By D. Lyn Hunter, Public Affairs

 

winning design

The winning design for the Bear's Lair patio areas incorporates a glass water wall, outdoor fireplaces and areas shaded from angled trellises.
Noah Berger photo

02 March 2001 | Like his fellow students, recent architecture graduate Adam Levine spent many Friday afternoons relaxing on the Bear’s Lair patio, soaking up sun and quaffing a beer.

“It’s a great place to socialize, but aesthetically, it’s really lacking,” Levine said of the patio with its unsightly picnic tables and fencing of prison-like iron bars.

Levine is now helping to give his former hangout a face-lift. The alumnus and his former classmate, Ryan Russell, a senior in landscape architecture, are the winners of a student design competition to renovate the Bear’s Lair patios.

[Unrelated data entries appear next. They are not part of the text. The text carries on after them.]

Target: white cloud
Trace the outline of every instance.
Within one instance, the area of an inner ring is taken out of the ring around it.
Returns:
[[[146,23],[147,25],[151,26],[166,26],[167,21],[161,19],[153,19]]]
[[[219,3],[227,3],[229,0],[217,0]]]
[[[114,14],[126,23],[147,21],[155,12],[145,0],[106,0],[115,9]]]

Campus planners will use their plan, encompassing elements from the second- and third-place designs, to transform the patios into inviting outdoor areas.

The competition was sponsored by the ASUC Auxiliary — which oversees Bear’s Lair operations — to integrate the talents of Berkeley students with campus facility upgrades. Competition jurists included Harrison Fraker, dean of the College of Environmental Design, and campus planner Heather Hood.

“At first, we were going to put the job out to bid to a private company,” said Eli Ilano, auxiliary board member and president of the Graduate Student Assembly. “But then we realized it would be cool for our own students to do the work as part of their professional development.”

The design created by Levine and Russell includes a two-foot-wide planter wall, with built-in benches, that wraps around both the west and south outdoor areas of the Bear’s Lair. The enclosure creates one large patio out of the two separate sections that now exist.

The plan calls for patios with unobstructed plaza views.

There would be two fire pits and areas shaded from above with angled trellises. In two small sections, water “walls”— sheer, vertical fountains that can be adjusted from a trickle to a stream — partition the patio from the plaza.

“It was great to have an opportunity to design for more than just a grade,” said Levine. “It means so much for our careers to get a chance to do actual hands-on design work from beginning to end. Most students wouldn’t get this chance right out of college.”

John Martin, who recently acquired the license to run what used to be Pappy’s Pub, hired Levine and Russell to submit a final design that incorporates elements from the other winning teams.

Second place winners Chao-ti Chen and James Dinh, both landscape architecture students, envisioned the patio area surrounded by a glass wall etched with scenes from Berkeley’s history. Third place winners Angelus Chen, Kai Sin Cheng and Clara Wu created a detailed, art deco-style Bear’s Lair marquee.

The ASUC Auxiliary awarded Levine and Russell $1,500 for their first-place entry. Second place carried an award of $750, while third-place winners received $500.

Martin, owner of Jupiter and Triple Rock breweries, is paying for the pub’s interior renovations, while working with the ASUC Auxiliary to find funding for the patio renovations.

The final design must still be approved by the Lower Sproul Revitalization Committee, which is expected to meet on the issue this spring.

In a new effort to use student talent, the ASUC Auxiliary will sponsor a marketing case study competition for Cal Lodge, an ASUC-owned cabin located at Donner Summit that offers affordable accommodations for Berkeley students, faculty and staff.